Впрочем, ей не пришлось долго предаваться этим грустным мыслям. Супрамати, Дахир и Эдита вошли в залу, сели около нее и начали оживленную беседу.
Несколько дней провела Ольга в дивном спокойствии, и не будь чрезвычайной слабости, она чувствовала бы себя хорошо.
Но однажды после обеда ее охватило сильное беспокойство, закончившееся глубоким обмороком, и взволнованный Супрамати унес ее в спальню.
Когда Ольга открыла глаза, то увидела, что была одна, чувствовала она ужасную слабость и глаза ее тоскливо блуждали по комнате. Где же Супрамати? Но в ту же минуту портьера поднялась и вошел муж. Он был в индусском наряде и на груди его тысячью огней сверкал нагрудный знак мага.
Он был бледен, а на прекрасном лице лежало грустно-страдальческое выражение.
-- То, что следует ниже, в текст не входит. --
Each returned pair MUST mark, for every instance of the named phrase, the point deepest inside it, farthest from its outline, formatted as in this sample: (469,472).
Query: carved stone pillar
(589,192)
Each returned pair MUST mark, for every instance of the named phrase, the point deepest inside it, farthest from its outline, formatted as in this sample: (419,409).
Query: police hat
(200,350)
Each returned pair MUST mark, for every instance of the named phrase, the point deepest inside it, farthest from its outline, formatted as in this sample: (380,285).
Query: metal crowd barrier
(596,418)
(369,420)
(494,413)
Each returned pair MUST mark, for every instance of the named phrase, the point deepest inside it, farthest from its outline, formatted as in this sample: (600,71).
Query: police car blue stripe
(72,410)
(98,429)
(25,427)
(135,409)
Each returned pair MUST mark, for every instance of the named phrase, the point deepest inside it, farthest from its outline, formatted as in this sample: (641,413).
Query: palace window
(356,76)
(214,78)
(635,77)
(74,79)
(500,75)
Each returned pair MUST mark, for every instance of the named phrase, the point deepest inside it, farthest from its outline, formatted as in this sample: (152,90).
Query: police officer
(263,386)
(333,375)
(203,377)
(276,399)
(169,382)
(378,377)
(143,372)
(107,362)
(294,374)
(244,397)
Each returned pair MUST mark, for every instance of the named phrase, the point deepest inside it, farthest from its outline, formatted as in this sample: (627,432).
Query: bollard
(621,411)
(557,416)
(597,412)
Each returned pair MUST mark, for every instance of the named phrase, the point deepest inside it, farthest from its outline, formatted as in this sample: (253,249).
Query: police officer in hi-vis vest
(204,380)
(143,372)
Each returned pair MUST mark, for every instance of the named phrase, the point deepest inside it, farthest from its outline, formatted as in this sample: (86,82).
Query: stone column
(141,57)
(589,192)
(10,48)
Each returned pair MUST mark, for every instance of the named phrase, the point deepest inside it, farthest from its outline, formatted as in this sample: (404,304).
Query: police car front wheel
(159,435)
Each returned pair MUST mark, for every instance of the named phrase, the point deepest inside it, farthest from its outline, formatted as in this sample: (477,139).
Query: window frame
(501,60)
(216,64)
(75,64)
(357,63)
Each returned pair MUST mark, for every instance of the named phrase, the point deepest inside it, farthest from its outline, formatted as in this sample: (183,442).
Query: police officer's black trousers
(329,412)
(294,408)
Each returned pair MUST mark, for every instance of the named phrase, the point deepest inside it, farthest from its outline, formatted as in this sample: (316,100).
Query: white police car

Он сел возле умирающей, боязливо смотревшей на него, и видя, что она пробует привстать, поднял ее и исцеловал. Ольга прижалась головою к его груди и замерла.
– Супрамати, ты не сожжешь мое тело? – прошептала она. – Я боюсь огня…
– Нет, милая моя, не бойся! Не будет сделано ничего, что могло бы опечалить твою душу. Ты будешь почивать здесь в могиле, которую я приготовил для тебя посреди любимой тобой роскошной растительности; и там будешь ты покоиться до своего воскресения, чтобы затем следовать за мною в новый мир. Трудись, любящая душа, чтобы быть готовой к этой великой минуте.
В эту минуту вошла няня с сыном. Маленькому магу было уже около двух лет; это был восхитительный ребенок, развитый те по летам, с большими глазами, блестевшими выражением бессмертных.
– Поцелуй нашего сына и благослови его, – сказал взволнованно Супрамати.
Точно поняв слова отца, мальчик протянул ручки к матери, обнял ее и несколько слезинок скатилось по его щекам. Это уже было проявление сознательной души в теле маленького ребенка, иОльга поняла это.
– Боже всемогущий, – прошептала она, дрожа от волнения. – Он знает и понимает, что прощается с умирающей матерью. Какими тайнами я окружена!